У Ушакова нож Анакули, Павлов достал пилу. Кирпичи они подают эскимосу, который стоит внутри круга. Он быстро растет, постепенно сужаясь к центру. Уже ясна форма будущего дома - шатер.
- Давай, давай! - покрикивает Анакуля. - Не надо такой толстый кусок. Делай тонкий сейчас.
Сам он ловко орудует ножом поменьше, подрезает снежные трапеции, подгоняет их друг к другу.
- Стой немного.
Анакуля прорезает у основания дома отверстие.
- Потом тут закроем. Подавай снег через отверстие.
Вскоре Анакуля вылезает из дома.
- Все? - Ушаков смотрит на часы. Прошло чуть больше двадцати минут.
- Нет, ум илек. Сейчас будет все.
Анакуля строит с удовольствием, легко и быстро. Из поданных Ушаковым и Павловым кирпичей соорудил в иглу возвышение. Сделал под дом подкоп. Вход оказался ниже уровня пола.

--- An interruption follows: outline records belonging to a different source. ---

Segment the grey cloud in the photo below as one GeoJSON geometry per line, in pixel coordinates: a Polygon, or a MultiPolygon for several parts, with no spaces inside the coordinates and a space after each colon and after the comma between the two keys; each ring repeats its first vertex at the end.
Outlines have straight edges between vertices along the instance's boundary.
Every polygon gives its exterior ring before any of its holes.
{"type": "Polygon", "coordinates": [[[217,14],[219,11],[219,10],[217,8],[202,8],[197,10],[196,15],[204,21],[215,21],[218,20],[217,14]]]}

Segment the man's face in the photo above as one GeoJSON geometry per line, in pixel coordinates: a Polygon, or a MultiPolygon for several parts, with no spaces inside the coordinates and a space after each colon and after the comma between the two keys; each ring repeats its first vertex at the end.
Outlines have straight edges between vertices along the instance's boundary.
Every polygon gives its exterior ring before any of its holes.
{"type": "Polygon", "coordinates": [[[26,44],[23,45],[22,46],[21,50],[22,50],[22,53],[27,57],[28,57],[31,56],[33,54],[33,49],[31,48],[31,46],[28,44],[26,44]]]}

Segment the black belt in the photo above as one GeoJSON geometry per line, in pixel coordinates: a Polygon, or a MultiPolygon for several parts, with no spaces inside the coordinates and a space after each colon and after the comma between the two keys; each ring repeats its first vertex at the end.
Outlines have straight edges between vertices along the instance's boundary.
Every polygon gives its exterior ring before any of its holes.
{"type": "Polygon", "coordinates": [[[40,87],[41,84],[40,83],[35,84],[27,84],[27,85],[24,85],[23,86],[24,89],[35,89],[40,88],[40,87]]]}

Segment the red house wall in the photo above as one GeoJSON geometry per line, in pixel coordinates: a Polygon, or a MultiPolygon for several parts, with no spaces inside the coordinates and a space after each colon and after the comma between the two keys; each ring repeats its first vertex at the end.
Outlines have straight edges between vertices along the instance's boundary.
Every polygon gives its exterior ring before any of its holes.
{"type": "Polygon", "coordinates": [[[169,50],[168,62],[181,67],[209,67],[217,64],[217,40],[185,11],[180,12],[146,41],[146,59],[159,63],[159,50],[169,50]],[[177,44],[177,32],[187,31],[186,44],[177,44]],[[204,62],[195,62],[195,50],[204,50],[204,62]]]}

- Теперь все, - гордо объявил эскимос. - Заходи.
Заходить? Это невозможно. В дом надо ползти. Вместо двери Анакуля приладил откидывающийся мешок. На возвышение из снега набросал шкур, положил спальные мешки.
- Холодно? - спросил он.
- Да не жарко.
- Смотри дальше.
Анакуля достал свечу.
- Может, камелек разожжем?
- Живи, как эскимос.
Он зажигает свечу. Через несколько минут Ушаков чувствует, что в снежном доме становится теплее. Вот уже можно снять шапку. Под потолком воздух совсем теплый. Там снег чуть-чуть оплывает, покрывается тонкой зернистой корочкой льда.
Еще через несколько минут можно снимать кухлянку. Стены арктической хижины поблескивают. Анакуля протыкает в потолке дырку.
- Тепло есть, воздух есть, стена крепкая. Живи, спи, чай пей. Хочешь совсем жарко, топи печку.
Павлов устанавливает походный камелек, растапливает его. В иглу тепло. У входа на полу минусовая температура, а на снежном возвышении не зябко и в рубашке. Теплый воздух поднимается кверху, греет. Часть его выходит в дырку, но это не страшно.
- На Аляске эскимосы строят большой иглу. Там дети бегают. Голый по пояс ходи, не мерзни. Строят один иглу, второй, третий, роют ход, сверху закрывают его. Хочешь в гости? Иди под снегом. Пурга, а ты иди, везде тепло.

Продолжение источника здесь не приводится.